Go outside and poke around in your yard and tell me what you see. A quick glance will confirm the bad news: there are ants everywhere, industrious as all get-out, bustling from one task to another, aware of us but unconcerned. And if there’s one, there’s a million.

We had some in the basement last week and let’s just say I’m a Type-A personality when it comes to insects in the house. I lose it. If they’re in, they’ve got to go!

So I grabbed the broom and brushed the little critters out the back door. They panicked at the primary stroke, of course, so I had to make several passes to get the lion’s share and there was still one or two scurrying about, looking for a niche or knot in which to hide.

It was as if they knew what was afoot, that some unspoken command has passed through the ranks as I began my work. How chilling to think that each was in communication with the other, that any threat could be related almost instantaneously. So much for any possibility of a sneak attack.

Yeah. Forget the notion that six billion or so humans outnumber the enemy. Each ant colony has millions of teeming creatures, each intent on serving the queen. The females do the work, the males procreate and they’re as prolific as any creature on the face of the Earth.

They’re not confused by thought or muddled by emotion. The only morality in their world is to work together tirelessly on a utilitarian insectile impulse shared by all in the colony.

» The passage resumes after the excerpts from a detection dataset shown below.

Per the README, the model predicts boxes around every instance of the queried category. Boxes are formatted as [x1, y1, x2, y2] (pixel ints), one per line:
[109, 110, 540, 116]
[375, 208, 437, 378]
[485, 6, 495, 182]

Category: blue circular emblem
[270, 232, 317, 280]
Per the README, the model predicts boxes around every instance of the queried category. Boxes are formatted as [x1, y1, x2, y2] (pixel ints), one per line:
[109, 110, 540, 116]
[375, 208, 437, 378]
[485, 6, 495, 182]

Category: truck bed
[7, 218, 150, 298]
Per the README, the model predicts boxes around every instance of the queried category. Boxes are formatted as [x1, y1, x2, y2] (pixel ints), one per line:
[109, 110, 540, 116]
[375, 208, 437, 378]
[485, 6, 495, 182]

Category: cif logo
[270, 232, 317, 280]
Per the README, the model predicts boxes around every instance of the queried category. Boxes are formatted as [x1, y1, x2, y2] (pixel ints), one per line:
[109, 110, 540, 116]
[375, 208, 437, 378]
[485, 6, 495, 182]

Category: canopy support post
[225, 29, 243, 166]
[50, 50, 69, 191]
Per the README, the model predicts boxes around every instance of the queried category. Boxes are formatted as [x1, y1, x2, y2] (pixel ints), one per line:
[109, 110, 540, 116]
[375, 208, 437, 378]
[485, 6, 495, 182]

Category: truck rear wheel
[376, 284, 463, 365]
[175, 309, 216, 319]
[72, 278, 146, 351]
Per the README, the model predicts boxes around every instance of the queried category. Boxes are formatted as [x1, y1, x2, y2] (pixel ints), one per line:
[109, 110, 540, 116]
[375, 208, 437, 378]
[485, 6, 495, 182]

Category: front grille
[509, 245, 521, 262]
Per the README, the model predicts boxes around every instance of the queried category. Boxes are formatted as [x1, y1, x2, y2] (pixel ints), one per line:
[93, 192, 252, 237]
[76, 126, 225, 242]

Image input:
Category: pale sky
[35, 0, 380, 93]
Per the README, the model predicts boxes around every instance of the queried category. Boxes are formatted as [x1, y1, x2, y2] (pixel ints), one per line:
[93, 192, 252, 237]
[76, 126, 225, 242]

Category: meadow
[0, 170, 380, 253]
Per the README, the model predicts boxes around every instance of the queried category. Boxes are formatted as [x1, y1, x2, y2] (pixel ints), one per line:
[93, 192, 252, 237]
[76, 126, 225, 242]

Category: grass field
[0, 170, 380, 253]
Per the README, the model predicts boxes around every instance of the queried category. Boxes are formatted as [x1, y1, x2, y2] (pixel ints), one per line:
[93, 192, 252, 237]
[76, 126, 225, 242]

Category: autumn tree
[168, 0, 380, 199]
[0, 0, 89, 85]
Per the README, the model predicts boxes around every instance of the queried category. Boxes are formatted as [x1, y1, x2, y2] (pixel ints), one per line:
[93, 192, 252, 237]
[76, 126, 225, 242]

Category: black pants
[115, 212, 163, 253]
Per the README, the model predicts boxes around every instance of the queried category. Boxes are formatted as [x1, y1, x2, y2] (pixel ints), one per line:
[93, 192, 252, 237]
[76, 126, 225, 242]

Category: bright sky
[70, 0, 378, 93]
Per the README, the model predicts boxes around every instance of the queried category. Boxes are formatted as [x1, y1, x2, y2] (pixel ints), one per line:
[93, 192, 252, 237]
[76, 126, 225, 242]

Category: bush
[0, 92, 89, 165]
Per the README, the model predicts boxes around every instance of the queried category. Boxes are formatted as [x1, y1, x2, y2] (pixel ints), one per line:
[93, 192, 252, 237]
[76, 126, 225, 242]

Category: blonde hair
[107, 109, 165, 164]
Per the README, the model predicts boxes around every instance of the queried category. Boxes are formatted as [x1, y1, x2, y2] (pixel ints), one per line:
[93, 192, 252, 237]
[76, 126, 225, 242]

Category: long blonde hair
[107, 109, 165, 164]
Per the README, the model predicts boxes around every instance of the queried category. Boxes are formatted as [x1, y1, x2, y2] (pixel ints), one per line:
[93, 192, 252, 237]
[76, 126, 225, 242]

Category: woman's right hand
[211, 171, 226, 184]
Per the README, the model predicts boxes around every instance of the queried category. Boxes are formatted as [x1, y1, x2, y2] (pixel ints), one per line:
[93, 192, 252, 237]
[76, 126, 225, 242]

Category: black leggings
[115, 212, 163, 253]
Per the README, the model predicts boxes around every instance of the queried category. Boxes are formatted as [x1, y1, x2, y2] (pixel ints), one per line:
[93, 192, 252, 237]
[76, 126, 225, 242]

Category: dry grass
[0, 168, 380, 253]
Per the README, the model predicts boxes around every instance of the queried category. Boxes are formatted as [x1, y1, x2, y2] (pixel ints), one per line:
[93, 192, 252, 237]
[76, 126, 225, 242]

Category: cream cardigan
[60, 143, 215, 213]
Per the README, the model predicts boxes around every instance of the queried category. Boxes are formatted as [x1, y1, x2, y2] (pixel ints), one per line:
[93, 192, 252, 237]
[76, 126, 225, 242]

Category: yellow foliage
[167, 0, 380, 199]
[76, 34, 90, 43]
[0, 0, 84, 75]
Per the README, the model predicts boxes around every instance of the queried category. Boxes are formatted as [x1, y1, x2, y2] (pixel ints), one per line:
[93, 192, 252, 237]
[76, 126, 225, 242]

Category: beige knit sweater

Sure, ants create inroads in the soil that help irrigate the land, but come on! Machines can do that just as well and with less aggravation, especially when it comes to picnics, foodstuffs and home invasion.

We are the lesser of the species despite our prodigious intellect, and completely beholden to the caprice of the elements. We are sensitive to heat, annoyed by allergens, at winter’s mercy and require umbrellas when it rains.

Ants don’t care if it’s hot or cold. They exist in frozen tundra and are found in the brutal heat of the Sahara Desert. They survive in all climates and don’t whine about the conditions.

People have said this is a bad year locally for ants, that spring thaw arrived about a month sooner than in previous years. It gave ants the headstart they needed and now they’re everywhere.

But what if it’s not about an early thaw at all? What if ants are massing at such a rate that their co-existence with us on the planet is like a bad Western in which one guy says to the other, “This town ain’t big enough for the both of us”?

What then? If the troops start marching, will we have enough to hold them off?

I don’t know about you, but a can of insect repellant only goes so far and if ants are swarming up your arm as you spray, I fear there’s little left to do but run and scream. Yep - if the word goes out, they’ll come with a single-minded purpose and devotion to task that’ll make even the most diligent human seem a slacker by comparison.

So batten the hatches, kids. That’s my advice, ‘cause maybe the doomsayers are right; ants rule the planet and always have. We just don’t know it yet.